Черт возьми, Тони, — говорит этот джентльмен, — тебе все-таки надо бы поостеречься и не задевать самолюбия человека, в сердце которого запечатлен некий образ, не оправдавший надежд, и которому струны, дрожащие от нежнейших чувств, не приносят полного счастья.
Ты, Тони, обладаешь всем, что способно очаровать глаз и привлечь к тебе внимание.
Не в твоем характере, — к счастью для тебя, быть может, и я хотел бы то же самое сказать о себе, — не в твоем характере витать вокруг одного-единственного цветка.
Для тебя открыт весь сад, и ты порхаешь в нем на своих воздушных крылышках.
Тем не менее, Тони, я никогда не позволю себе задевать без нужды даже твое самолюбие!
Тони снова просит его не возвращаться к этой теме, восклицая с пафосом:
— Уильям Гаппи, бросим этот разговор!
Мистер Гаппи соглашается, добавив:
— Сам я никогда бы его не начал, Тони.
— А теперь, — говорит Тони, мешая угли в камине, — насчет этой пачки писем.
Ну, разве не странно, что Крук решил передать мне письма именно в полночь?
— Очень.
А почему так?
— А почему он вообще поступает так, а не иначе? Он и сам не знает.

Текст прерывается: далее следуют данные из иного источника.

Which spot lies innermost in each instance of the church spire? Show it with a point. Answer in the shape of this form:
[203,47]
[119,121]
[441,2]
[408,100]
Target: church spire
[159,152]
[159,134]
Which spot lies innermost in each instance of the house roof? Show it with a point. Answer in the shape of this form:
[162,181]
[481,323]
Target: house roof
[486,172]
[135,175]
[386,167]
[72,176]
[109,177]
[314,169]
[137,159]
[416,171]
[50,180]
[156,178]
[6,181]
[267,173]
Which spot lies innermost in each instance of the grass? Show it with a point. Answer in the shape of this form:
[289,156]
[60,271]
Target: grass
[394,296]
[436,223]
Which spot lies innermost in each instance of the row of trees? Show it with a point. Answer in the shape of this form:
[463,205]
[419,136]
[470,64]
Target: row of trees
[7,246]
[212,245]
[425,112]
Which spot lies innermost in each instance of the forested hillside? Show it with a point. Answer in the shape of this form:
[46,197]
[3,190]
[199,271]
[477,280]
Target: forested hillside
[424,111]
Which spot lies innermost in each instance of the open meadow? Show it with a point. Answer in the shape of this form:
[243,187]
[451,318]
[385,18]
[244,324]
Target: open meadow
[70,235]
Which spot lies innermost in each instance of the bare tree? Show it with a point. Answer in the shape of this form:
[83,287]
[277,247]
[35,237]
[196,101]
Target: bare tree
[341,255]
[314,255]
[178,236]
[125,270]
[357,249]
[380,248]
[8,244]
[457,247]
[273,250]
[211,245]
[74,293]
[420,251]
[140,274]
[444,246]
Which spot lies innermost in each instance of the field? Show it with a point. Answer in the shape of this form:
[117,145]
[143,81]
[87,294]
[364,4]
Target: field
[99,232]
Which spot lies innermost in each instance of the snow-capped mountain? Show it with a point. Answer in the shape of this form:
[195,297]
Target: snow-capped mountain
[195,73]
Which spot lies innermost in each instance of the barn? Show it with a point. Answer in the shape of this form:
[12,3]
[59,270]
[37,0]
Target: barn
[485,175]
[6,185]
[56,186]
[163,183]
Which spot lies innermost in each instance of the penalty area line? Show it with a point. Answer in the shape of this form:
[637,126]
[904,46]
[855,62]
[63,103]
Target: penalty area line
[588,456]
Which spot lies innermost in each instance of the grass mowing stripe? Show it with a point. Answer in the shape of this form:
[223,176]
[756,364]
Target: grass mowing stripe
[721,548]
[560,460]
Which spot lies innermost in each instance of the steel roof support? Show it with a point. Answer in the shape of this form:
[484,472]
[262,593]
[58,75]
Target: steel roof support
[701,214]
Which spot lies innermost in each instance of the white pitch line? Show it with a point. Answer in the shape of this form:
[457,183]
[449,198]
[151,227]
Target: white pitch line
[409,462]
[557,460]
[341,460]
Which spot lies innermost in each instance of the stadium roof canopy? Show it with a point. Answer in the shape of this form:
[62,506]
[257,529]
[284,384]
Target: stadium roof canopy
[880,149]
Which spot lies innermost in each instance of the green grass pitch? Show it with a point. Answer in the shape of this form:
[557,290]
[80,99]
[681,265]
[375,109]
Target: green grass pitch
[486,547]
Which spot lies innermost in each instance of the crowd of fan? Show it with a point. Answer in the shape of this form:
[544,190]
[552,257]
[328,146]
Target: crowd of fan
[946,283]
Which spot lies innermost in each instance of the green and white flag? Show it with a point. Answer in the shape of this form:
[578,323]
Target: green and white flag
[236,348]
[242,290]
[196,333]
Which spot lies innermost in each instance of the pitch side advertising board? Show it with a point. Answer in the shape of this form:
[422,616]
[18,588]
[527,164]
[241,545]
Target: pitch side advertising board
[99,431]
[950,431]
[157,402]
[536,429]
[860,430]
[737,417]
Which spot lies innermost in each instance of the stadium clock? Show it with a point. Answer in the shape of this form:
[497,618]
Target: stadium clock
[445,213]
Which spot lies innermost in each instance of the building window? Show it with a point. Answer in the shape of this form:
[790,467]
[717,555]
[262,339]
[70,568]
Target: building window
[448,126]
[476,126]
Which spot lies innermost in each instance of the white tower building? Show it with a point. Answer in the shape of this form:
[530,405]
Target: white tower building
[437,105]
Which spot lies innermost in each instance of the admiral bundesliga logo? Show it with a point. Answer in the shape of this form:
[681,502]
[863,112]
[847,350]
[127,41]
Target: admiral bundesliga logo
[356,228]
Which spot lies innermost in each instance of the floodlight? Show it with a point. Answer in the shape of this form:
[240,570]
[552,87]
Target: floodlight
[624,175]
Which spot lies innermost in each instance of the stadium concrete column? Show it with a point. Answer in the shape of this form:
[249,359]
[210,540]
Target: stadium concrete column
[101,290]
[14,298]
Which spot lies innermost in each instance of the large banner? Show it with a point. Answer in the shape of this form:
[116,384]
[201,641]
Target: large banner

Сказал, что сегодня день его рождения и что передаст мне письма в полночь.
К тому времени он будет мертвецки пьян.
Целый день пил.
— Надеюсь, он не позабыл о том, что условился с тобой?
— Позабыл? Ну, нет.
В этом на него можно положиться.
Он никогда ничего не забывает.
Я видел его нынче вечером, часов в восемь, — помогал ему лавку запирать, — и тогда письма лежали в его лохматой шапке.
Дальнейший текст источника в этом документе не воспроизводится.